Join us for next week’s CuSPP seminar:
Live-Tweeting and Distant Suffering: Nicholas Kristof as Global Saviour
Thursday 26 April, 1pm, Milgate Room, AD Hope Bldg, SLLL
In his foreword to Somaly Mam’s The Road of Lost Innocence, Nicholas Kristof celebrates the Cambodian sex-trafficking survivor for embodying “the resilience, courage, and nobility of the human spirit.” Kristof, a journalist for The New York Times, has played a significant role in defining sex trafficking on the global stage. He has penned numerous editorial pieces about sexual violence toward women around the world; created a “trans-media project,” called Half the Sky, aiming to “put an end to the oppression of women and girls worldwide”; documented in his NYT column his interactions with two Cambodian sex workers whose freedom he purchased in 2004; and in 2011, live-tweeted a brothel raid orchestrated by Mam.

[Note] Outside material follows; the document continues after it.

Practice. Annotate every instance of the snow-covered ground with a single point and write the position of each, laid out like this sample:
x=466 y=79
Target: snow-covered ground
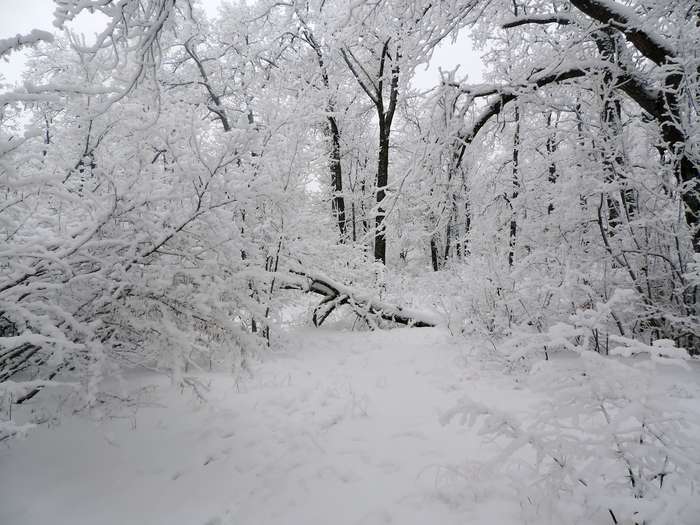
x=336 y=428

In this essay, I situate Kristof’s narrative self-fashioning in the context of the neoimperialist rescue fantasies his writing perpetuates. I am interested in the tensions created in Kristof’s texts, and in particular, the ways in which the Twitter episode suspends the implied witness somewhere between the immediacy of what Craig Calhoun calls the “emergency imaginary” and the physical and temporal remove of Luc Boltanski’s “distant suffering.” In his writings, Kristof constructs and disseminates a set of claims about the truth of sex trafficking, presents himself as a global saviour figure, and encourages the “ironic” participation of his witness, who is moved less to take part in a cosmopolitan morality centred on justice for the Other than to identify with the celebrity/saviour figure and to contemplate his or her own narcissistic performance of solidarity.
Leslie Barnes is Senior Lecturer in French Studies in SLLL. Her publications include Vietnam and the Colonial Condition of French Literature (University of Nebraska Press, 2014).